In [None]:
import gudhi as gd
import pickle as pkl
import numpy as np
import matplotlib.pyplot as plt
import time
import itertools

In [None]:
with open('semantic_point_cloud.pickle', 'rb') as file:
    full_data = pkl.load(file)

print(f"type {type(full_data)}, shape {full_data.shape}")
full_data[:5,:5]

Separate names and inspect values

In [None]:
names = full_data[:, 0]
data = full_data[:, 1:]

plt.hist(data.flatten(), bins=100, edgecolor='black')
plt.xlabel('Value')
plt.ylabel('Frequency')
plt.title('Histogram of Values')
plt.show()

Reverting data to represent proximity instead of relational strength. Explicitly, we consider 10 - data where max(data) is 9.3.

In [None]:
plt.hist((10-data).flatten(), bins=100, edgecolor='black')
plt.xlabel('Value')
plt.ylabel('Frequency')
plt.title('Histogram of Values')
plt.show()

Filter the data

In [None]:
interesting_words = np.random.choice(data.shape[0], 300, replace=False)
sub_words_data = data[interesting_words,:]

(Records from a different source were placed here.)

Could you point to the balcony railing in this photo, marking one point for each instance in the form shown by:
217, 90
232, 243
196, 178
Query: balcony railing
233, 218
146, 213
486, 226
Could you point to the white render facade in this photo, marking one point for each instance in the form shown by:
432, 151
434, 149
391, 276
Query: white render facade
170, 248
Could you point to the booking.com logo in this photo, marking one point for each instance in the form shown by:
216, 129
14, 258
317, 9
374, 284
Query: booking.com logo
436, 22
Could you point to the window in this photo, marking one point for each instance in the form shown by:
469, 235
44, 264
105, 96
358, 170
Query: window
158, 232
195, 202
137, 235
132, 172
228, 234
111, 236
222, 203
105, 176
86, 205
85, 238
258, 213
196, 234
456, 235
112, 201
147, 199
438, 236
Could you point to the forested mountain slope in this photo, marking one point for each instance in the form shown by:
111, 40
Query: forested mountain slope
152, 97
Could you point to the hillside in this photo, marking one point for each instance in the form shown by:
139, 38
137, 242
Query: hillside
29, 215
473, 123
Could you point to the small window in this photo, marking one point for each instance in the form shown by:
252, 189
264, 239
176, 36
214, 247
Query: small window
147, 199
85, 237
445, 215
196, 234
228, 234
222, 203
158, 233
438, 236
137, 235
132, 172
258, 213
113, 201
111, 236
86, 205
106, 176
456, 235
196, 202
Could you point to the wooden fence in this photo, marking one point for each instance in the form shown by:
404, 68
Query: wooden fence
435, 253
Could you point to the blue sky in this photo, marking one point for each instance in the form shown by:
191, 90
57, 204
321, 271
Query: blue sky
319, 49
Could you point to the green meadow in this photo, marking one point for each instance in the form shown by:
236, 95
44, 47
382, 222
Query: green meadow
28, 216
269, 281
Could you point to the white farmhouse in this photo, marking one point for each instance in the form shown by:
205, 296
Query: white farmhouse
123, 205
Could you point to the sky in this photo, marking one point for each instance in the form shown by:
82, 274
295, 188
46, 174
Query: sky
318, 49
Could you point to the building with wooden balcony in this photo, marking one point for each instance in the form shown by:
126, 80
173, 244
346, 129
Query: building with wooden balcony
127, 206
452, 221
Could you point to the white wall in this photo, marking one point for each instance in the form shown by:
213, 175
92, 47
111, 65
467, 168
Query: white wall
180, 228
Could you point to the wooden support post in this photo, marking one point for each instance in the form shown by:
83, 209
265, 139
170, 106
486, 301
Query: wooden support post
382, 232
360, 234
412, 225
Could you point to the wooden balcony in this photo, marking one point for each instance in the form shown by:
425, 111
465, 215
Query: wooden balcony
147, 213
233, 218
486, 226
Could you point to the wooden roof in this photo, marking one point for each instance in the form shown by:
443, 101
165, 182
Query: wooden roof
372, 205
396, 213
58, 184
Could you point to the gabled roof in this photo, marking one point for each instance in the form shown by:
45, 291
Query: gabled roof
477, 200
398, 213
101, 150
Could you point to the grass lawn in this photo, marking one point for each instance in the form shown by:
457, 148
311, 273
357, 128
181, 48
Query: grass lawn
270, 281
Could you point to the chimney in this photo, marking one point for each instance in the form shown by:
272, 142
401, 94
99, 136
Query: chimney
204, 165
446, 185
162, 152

interesting_groundings = [1,4,7,13,19]
cardinality = 3

Compute the barcode for each subset of interesting groundings of the given cardinality

In [None]:
barcodes = []
times = []
combinations = list(itertools.combinations(interesting_groundings, cardinality))
for combo in combinations:
    start_time = time.time()
    combo_data = sub_words_data[:, combo]
    rips_complex = gd.RipsComplex(points=combo_data, max_edge_length=10)
    simplex_tree = rips_complex.create_simplex_tree(max_dimension=2)
    barcode = simplex_tree.persistence()
    barcodes.append(barcode)
    end_time = time.time()
    times.append(end_time - start_time)
print(f"Max time of {len(combinations)} computations was {max(times)}")

We will compute all bottleneck distances between computed barcodes. The hypothesis is that the closer they are the more related the groundings are. Even more vaguely, the shape of the data is correlated to the meaning of the coordinates used to represent it.  

In [None]:
zero_barcodes, one_barcodes = [], []
for barcode in barcodes:
    zero_barcodes.append([value for key, value in barcode if key == 0])
    one_barcodes.append([value for key, value in barcode if key == 1])

n = len(barcodes)
zero_bottleneck_distances = np.zeros((n, n))
one_bottleneck_distances = np.zeros((n, n))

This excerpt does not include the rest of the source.